Because this view of the navicular bone is especially susceptible
to artifacts it is necessary to thorough cleaning and packing
of the foot. The margin of P3 can be difficult to assess if
the technique is not appropriate. This projection of the navicular
bone provides the examination of the wings and body of the
navicular bone as well as the proximal and distal borders.
(Fig. 4)
(Fig. 5)
Dorso 45 degree proximal-Palmardistal
Oblique
The foot is placed on a block of appropriate size. For this
projection it is necessary to have a 45 degree slot cut into
the block to accept the cassette. The horse should stand with
the bulbs of the heel placed as close to the cassette as possible
to prevent unnecessary magnification of the digit. This technique
typically provides poor detail of P3 and the coffin joint
but does provides a good assessment of the proximal border
of the navicular bone. Good to evaluate the DIP joint, collateral
cartilages, axis of the digit and the proximal border of the
navicular bone (Figure 6)
(Fig. 6)
Palmaro 45 degree proximal-Dorsodistal
Oblique
The foot is placed on a tunnel which is placed behind the
opposite limb. The foot positioned as far caudally on the
tunnel as possible. The horse should have the majority of
it’s weight placed on the front limb. The x-ray machine should
be placed above the foot close to the thorax of the horse.
The x-ray beam should make an angle parallel with the flexor
cortex of the navicular bone (approximately 45-47 degrees).
Foot conformation can influence the beam angle by affecting
the flexor surface angle. Some clinicians take and develop
the lateral view first to determine the correct angle. It
is important to not superimpose the fetlock over the heels.

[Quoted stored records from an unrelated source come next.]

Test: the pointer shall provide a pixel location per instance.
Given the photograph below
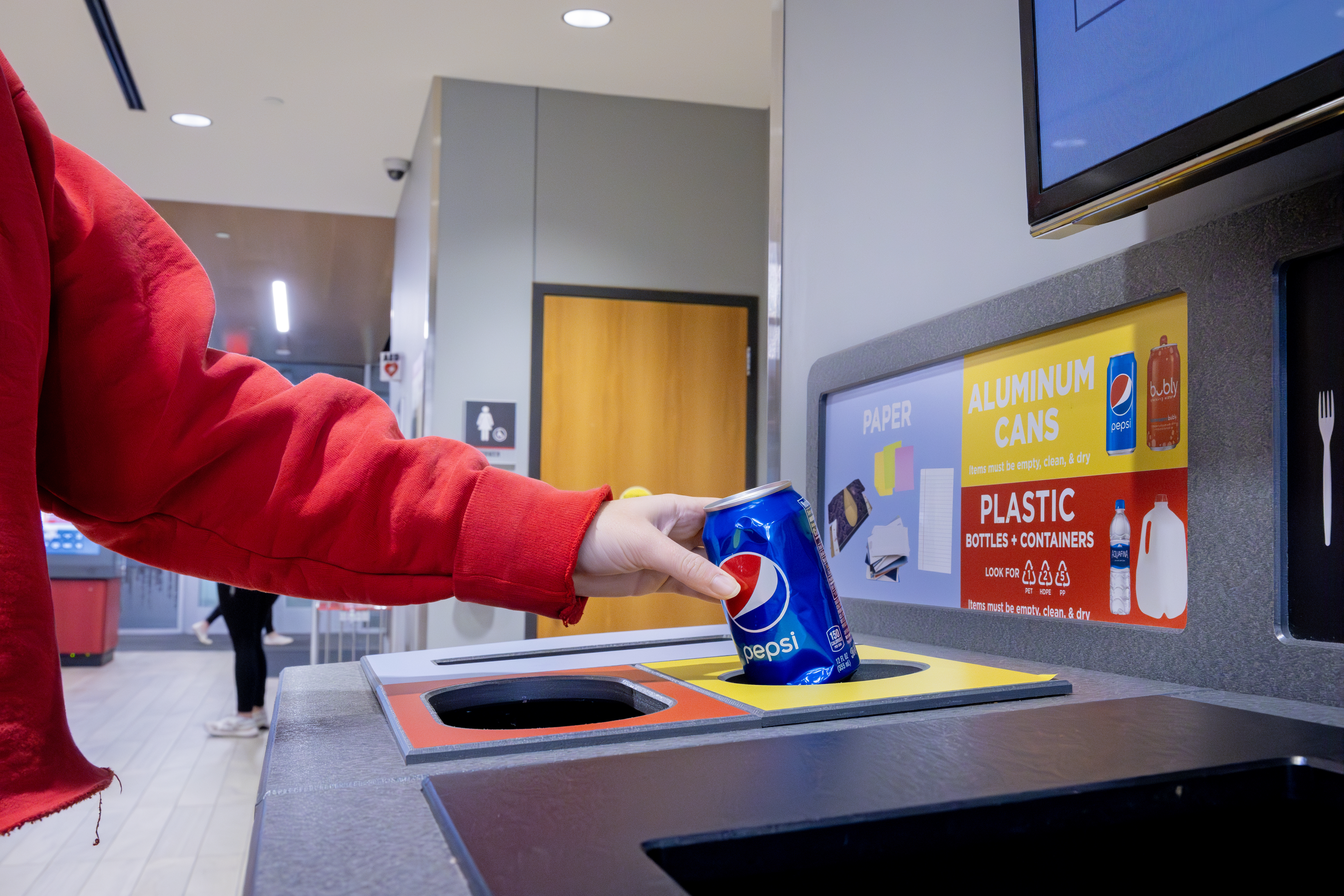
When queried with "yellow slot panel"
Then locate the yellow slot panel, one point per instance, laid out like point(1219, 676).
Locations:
point(941, 676)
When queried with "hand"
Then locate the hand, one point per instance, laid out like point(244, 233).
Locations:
point(640, 546)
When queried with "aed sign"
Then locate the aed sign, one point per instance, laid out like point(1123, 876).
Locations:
point(390, 367)
point(490, 425)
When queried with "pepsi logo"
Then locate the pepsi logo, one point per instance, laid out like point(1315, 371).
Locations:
point(765, 592)
point(1122, 393)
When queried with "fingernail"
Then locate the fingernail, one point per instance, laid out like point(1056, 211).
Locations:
point(725, 586)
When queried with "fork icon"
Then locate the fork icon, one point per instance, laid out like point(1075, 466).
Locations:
point(1326, 413)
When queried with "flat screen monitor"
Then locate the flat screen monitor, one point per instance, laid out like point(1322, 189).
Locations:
point(1130, 101)
point(71, 555)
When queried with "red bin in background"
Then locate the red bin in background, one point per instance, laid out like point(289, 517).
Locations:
point(88, 612)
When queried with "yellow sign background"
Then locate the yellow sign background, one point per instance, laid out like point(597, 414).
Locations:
point(1079, 447)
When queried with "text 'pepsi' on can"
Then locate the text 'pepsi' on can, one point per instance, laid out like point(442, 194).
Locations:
point(787, 621)
point(1122, 389)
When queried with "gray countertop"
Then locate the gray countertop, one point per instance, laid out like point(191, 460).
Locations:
point(339, 812)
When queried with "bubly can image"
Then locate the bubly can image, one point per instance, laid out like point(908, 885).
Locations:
point(1165, 397)
point(1122, 375)
point(787, 620)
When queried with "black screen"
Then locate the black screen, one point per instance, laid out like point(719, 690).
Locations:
point(1314, 363)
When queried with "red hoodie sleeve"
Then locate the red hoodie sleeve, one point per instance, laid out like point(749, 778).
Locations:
point(214, 465)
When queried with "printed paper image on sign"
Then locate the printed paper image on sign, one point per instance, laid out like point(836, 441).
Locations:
point(1044, 477)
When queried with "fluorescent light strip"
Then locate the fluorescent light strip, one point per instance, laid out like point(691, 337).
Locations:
point(587, 18)
point(280, 299)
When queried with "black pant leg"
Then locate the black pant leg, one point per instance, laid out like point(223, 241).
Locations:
point(244, 617)
point(271, 609)
point(263, 620)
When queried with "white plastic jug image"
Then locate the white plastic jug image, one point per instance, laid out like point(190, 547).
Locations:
point(1161, 579)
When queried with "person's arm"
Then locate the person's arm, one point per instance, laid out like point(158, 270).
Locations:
point(214, 465)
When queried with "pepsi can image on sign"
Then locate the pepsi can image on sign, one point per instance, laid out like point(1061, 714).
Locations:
point(787, 620)
point(1122, 388)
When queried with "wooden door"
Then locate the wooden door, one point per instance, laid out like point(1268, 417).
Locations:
point(643, 393)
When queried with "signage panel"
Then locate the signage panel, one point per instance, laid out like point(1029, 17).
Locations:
point(1045, 477)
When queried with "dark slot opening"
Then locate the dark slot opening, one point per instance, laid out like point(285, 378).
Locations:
point(1200, 825)
point(869, 671)
point(541, 702)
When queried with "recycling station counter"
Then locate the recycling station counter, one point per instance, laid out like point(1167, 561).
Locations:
point(355, 799)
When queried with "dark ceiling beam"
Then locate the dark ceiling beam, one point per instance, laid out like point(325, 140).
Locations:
point(120, 68)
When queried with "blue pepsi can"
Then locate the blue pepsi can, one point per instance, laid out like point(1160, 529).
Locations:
point(787, 620)
point(1122, 388)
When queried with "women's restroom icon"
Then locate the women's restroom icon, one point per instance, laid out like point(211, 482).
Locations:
point(491, 424)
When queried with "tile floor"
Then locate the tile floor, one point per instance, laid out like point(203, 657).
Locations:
point(182, 825)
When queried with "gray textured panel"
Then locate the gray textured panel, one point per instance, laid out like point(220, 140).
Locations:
point(361, 839)
point(1228, 268)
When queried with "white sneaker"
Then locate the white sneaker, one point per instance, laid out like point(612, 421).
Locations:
point(235, 727)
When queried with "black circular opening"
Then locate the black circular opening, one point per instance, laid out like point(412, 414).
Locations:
point(538, 714)
point(869, 671)
point(542, 702)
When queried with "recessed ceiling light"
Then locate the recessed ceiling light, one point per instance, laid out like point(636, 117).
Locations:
point(587, 18)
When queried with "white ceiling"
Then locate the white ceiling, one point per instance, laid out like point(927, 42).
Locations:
point(354, 77)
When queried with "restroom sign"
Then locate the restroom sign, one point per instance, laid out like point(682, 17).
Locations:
point(390, 367)
point(490, 425)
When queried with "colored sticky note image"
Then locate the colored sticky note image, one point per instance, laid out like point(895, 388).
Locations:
point(894, 469)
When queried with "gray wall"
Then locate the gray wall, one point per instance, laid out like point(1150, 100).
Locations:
point(905, 215)
point(549, 186)
point(904, 186)
point(648, 194)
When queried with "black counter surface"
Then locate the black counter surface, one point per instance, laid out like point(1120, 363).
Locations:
point(339, 813)
point(579, 827)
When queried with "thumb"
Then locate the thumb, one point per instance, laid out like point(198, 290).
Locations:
point(690, 569)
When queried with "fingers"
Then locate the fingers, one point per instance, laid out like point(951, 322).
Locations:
point(663, 555)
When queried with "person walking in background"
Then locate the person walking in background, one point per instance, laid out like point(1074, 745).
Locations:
point(272, 639)
point(245, 613)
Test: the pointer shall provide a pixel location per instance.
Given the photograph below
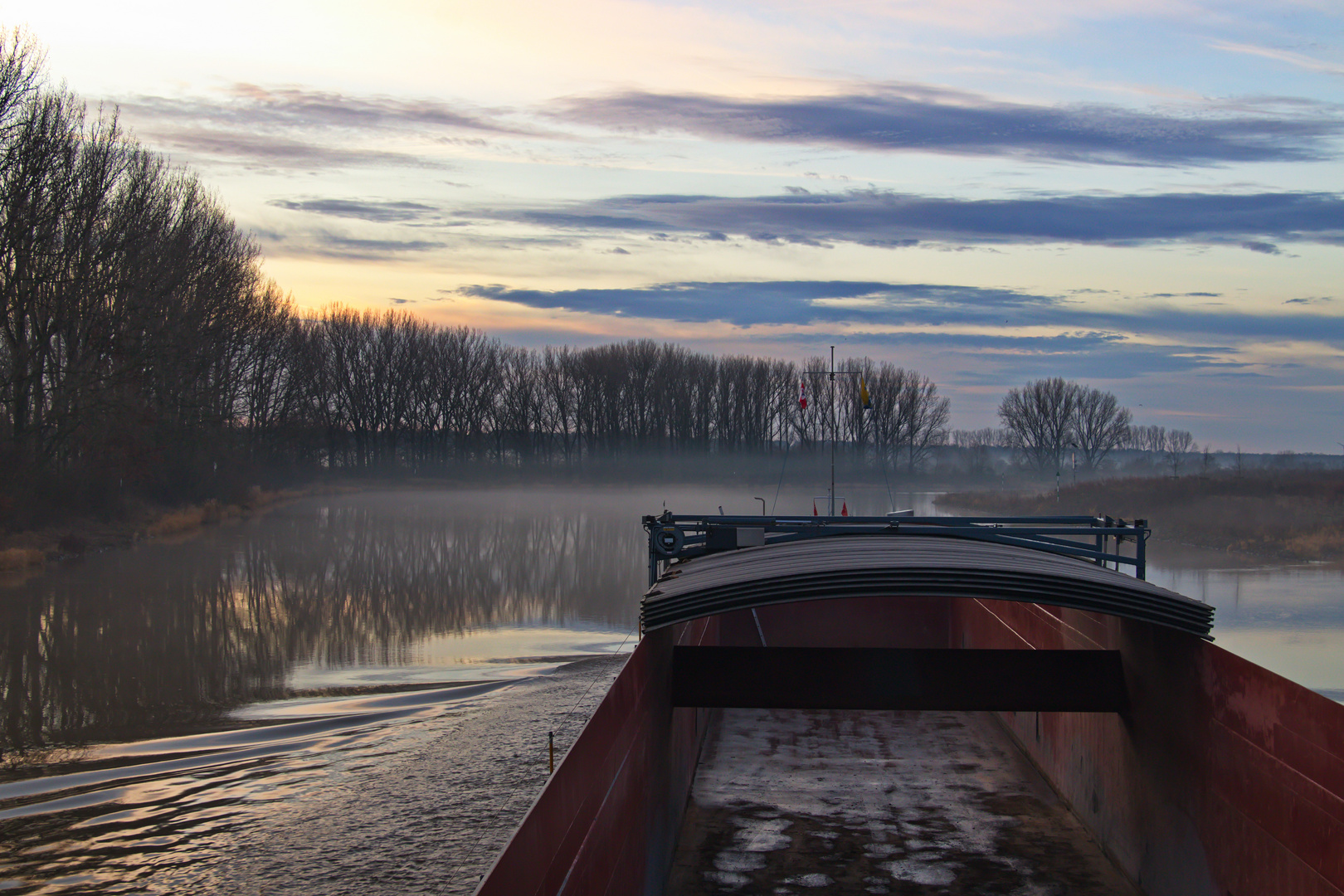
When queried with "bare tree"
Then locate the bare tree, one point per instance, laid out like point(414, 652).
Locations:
point(1099, 425)
point(1179, 444)
point(1040, 418)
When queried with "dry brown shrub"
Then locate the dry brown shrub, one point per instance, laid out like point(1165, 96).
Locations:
point(1322, 544)
point(183, 520)
point(17, 559)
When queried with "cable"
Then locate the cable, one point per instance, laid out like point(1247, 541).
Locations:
point(782, 466)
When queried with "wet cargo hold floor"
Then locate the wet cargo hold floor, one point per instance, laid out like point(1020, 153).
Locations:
point(796, 801)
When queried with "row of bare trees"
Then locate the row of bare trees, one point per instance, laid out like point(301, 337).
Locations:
point(130, 299)
point(387, 390)
point(1046, 418)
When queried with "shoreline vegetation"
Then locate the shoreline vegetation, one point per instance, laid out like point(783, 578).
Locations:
point(32, 550)
point(1293, 514)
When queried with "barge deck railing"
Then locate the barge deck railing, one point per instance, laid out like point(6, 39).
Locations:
point(1088, 538)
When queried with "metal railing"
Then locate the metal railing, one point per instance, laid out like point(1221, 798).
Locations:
point(1097, 539)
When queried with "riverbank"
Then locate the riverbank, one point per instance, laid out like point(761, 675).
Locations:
point(30, 550)
point(1280, 516)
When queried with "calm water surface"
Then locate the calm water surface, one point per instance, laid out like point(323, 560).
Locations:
point(353, 694)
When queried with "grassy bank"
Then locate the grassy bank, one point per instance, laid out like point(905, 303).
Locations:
point(30, 550)
point(1287, 516)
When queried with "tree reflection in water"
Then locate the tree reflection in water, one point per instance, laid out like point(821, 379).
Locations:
point(166, 638)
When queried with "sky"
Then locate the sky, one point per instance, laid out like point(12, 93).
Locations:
point(1146, 197)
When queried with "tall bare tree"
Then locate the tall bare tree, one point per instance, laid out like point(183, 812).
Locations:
point(1040, 416)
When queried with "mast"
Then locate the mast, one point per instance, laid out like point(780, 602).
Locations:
point(835, 427)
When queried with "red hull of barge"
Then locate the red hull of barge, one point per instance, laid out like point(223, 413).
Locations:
point(1224, 778)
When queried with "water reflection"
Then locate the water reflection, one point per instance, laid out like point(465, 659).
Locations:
point(1287, 618)
point(173, 635)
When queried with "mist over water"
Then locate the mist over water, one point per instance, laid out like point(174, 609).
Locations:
point(351, 694)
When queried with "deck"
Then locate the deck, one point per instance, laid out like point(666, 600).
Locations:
point(795, 801)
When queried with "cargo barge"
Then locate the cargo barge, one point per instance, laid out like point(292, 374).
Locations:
point(902, 704)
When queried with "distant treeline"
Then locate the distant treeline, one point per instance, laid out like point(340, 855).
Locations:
point(143, 351)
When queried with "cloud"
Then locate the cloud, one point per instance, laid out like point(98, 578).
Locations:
point(921, 305)
point(905, 117)
point(1298, 60)
point(377, 212)
point(272, 151)
point(329, 245)
point(251, 106)
point(891, 219)
point(746, 304)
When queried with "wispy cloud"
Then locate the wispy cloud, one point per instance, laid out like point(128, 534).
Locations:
point(277, 152)
point(879, 218)
point(329, 245)
point(923, 119)
point(1001, 314)
point(379, 212)
point(747, 304)
point(1298, 60)
point(251, 106)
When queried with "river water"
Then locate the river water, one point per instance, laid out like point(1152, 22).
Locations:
point(353, 694)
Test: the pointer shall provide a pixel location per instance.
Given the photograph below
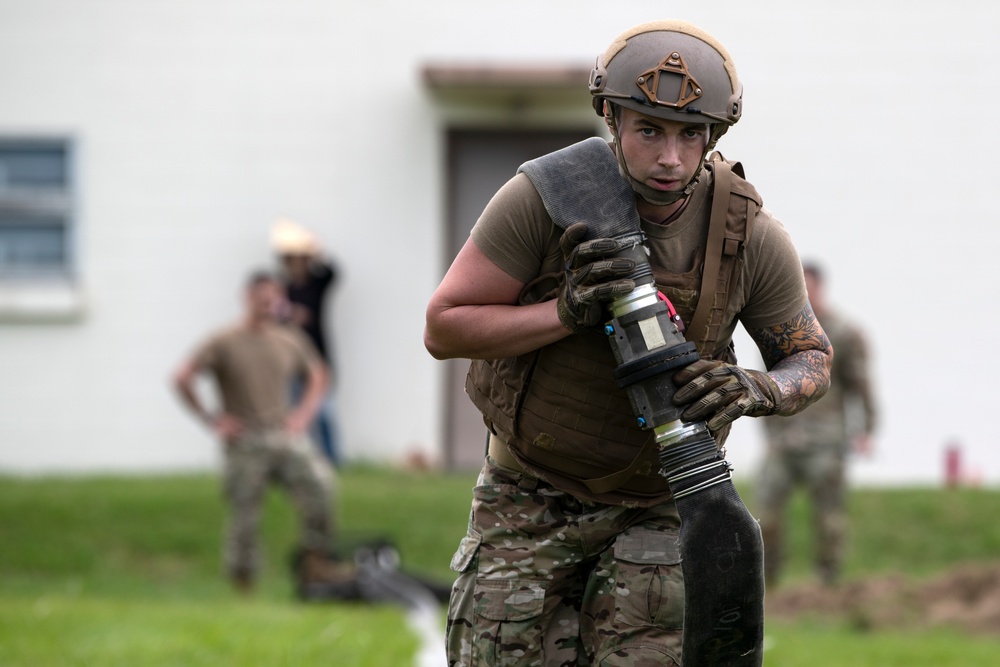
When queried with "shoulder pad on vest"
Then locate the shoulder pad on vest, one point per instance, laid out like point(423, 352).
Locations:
point(581, 183)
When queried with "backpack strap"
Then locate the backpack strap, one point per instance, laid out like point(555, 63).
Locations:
point(723, 253)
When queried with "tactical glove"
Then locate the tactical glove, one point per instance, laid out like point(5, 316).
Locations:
point(592, 279)
point(720, 393)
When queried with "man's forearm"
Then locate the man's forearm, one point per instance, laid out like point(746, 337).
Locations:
point(492, 331)
point(802, 379)
point(798, 356)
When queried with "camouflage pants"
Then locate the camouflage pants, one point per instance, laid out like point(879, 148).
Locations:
point(820, 469)
point(545, 579)
point(251, 463)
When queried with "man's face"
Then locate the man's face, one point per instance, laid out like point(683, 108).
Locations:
point(662, 154)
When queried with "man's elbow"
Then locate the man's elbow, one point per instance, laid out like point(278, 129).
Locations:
point(433, 345)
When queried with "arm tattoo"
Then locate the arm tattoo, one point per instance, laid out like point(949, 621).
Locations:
point(798, 355)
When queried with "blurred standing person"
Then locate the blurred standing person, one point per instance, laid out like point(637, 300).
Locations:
point(309, 278)
point(264, 437)
point(811, 448)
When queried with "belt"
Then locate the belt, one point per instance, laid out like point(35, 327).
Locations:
point(499, 453)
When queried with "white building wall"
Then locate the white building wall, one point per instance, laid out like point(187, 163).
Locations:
point(198, 121)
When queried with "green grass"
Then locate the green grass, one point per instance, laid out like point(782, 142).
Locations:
point(125, 571)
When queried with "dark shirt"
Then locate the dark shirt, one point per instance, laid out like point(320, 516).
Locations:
point(311, 295)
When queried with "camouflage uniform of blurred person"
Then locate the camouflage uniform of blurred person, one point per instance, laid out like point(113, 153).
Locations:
point(811, 448)
point(264, 437)
point(571, 555)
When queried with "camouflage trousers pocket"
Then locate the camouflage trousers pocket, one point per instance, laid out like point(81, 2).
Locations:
point(649, 582)
point(509, 625)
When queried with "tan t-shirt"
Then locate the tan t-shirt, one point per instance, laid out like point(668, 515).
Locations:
point(254, 369)
point(517, 234)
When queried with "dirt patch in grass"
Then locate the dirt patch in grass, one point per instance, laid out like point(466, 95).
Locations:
point(967, 598)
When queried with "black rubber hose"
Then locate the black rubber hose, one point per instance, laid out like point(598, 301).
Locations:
point(722, 557)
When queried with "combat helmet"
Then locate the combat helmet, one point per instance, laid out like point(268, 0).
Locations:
point(669, 69)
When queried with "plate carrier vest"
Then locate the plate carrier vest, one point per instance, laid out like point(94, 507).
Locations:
point(559, 409)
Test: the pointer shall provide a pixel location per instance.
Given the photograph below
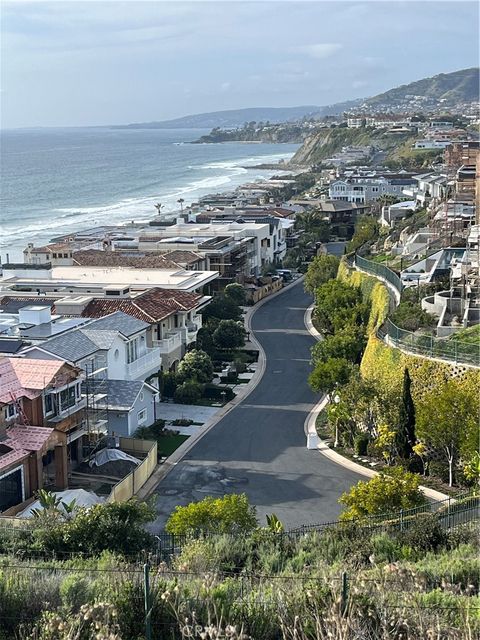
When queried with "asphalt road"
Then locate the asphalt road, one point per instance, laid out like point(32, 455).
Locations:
point(260, 446)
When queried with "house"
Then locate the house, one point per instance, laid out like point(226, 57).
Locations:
point(428, 186)
point(174, 317)
point(23, 450)
point(45, 395)
point(57, 254)
point(393, 213)
point(117, 346)
point(108, 281)
point(131, 404)
point(363, 190)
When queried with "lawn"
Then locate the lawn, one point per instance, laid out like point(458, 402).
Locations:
point(167, 444)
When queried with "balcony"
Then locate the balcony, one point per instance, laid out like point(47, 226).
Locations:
point(171, 342)
point(149, 362)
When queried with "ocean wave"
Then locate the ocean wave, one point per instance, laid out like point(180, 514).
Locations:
point(63, 220)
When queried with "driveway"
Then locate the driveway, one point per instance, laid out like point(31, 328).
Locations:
point(259, 447)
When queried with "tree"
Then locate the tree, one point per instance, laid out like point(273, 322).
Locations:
point(336, 303)
point(188, 392)
point(230, 514)
point(447, 420)
point(113, 526)
point(196, 365)
point(223, 308)
point(326, 376)
point(391, 490)
point(347, 343)
point(236, 292)
point(229, 335)
point(405, 436)
point(320, 270)
point(204, 340)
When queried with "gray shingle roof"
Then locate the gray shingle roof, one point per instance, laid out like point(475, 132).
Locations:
point(119, 321)
point(72, 346)
point(121, 394)
point(103, 339)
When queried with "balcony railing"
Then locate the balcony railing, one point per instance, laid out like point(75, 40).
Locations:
point(151, 359)
point(169, 343)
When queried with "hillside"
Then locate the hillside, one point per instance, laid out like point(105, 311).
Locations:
point(229, 118)
point(455, 87)
point(326, 142)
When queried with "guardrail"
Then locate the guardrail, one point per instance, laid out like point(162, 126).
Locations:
point(131, 484)
point(427, 346)
point(378, 269)
point(430, 346)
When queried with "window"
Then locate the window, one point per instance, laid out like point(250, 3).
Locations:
point(67, 398)
point(11, 489)
point(11, 411)
point(132, 351)
point(49, 406)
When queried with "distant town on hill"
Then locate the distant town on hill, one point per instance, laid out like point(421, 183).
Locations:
point(444, 89)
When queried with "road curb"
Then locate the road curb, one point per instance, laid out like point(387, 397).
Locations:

The beam should be centered on the bulbs of the heel. This
oblique projection of the navicular bone allows assessment
of the flexor cortex, medullary cavity and flexor surface
of the navicular bone as well as the palmar/plantar processes
of the distal phalanx (Figure 7).
(Fig. 7)
Dorso 0 degree palmar
The foot should be placed on the appropriate sized block to
allow the correct beam position. When performing the podiatry
examination the DP projection should have the beam horizontal
(parallel) and centered ½ to ¾ inch above the
bearing surface of the foot. The plate should be placed as
close to the bulbs of the heels as possible. The beam should
be raised if the navicular region is the primary area of interest
bone (coffin joint, navicular) in the DP plane (Figure 8).